The fused version reads the input once and writes the output once. The unfused version would read the input three times (once per kernel) and write intermediates twice. For a hidden dimension of 4096 in FP16, that is the difference between 16 KB and 48 KB of HBM traffic per token.

Pattern 3: GEMM Epilogue Fusion

Matrix multiplications (GEMMs) are the most compute-intensive operations in transformers, but they are almost always followed by elementwise operations: bias add, activation function, residual connection. Without fusion, the GEMM writes its output to HBM, and then a separate kernel reads it back to apply the bias and activation.

GEMM epilogue fusion embeds these post-GEMM operations directly into the GEMM kernel. As each output tile of the matrix multiplication is computed in registers, the epilogue applies bias addition, activation, and any other elementwise operations before writing to HBM.

NVIDIA’s CUTLASS library supports epilogue fusion natively through its EpilogueOp template parameter.

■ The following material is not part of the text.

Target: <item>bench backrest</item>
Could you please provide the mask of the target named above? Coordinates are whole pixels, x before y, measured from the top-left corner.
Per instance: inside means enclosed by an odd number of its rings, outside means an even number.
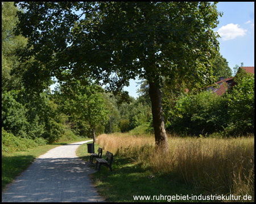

You can compose epilogues that include:

• Bias addition (per-column or per-element)
• Activation functions (ReLU, GELU, SiLU)
• Residual addition
• Quantization / dequantization
• Custom pointwise operations

// CUTLASS epilogue: GEMM + bias + GELU
using EpilogueOp = cutlass::epilogue::thread::LinearCombinationGELU<
    ElementOutput,                    // output type
    128 / cutlass::sizeof_bits<ElementOutput>::value,  // elements per access
    ElementAccumulator,               // accumulator type
    ElementCompute                    // compute type
>;

This is particularly valuable because GEMM outputs can be very large. For a 4096x4096 weight matrix operating on a batch of 128 tokens, the output is $128 \times 4096 = 524{,}288$ elements. In FP16, that is 1 MB written to HBM and then immediately read back just to add a bias vector. Epilogue fusion eliminates this entirely.

The speedup from epilogue fusion is modest for large, compute-bound GEMMs because the GEMM dominates runtime regardless. But for small batch sizes (like decode in LLM inference), where GEMMs become memory-bound, epilogue fusion matters significantly.

Pattern 4: Attention Fusion (FlashAttention)

This is by far the most impactful fusion in modern deep learning. Standard multi-head attention computes:

$\text{Attention}(Q, K, V) = \text{softmax}\left(\frac{QK^T}{\sqrt{d_k}}\right) V$

The naive implementation materializes the full $N \times N$ attention matrix (where $N$ is the sequence length), stores it in HBM, computes softmax over it, then multiplies by $V$. For sequence length $N = 8192$ and $d_k = 128$, the attention matrix alone is $8192 \times 8192 = 67$ million elements. In FP16, that is 128 MB per attention head. With 32 heads, that is 4 GB of intermediate storage that gets written to and read from HBM.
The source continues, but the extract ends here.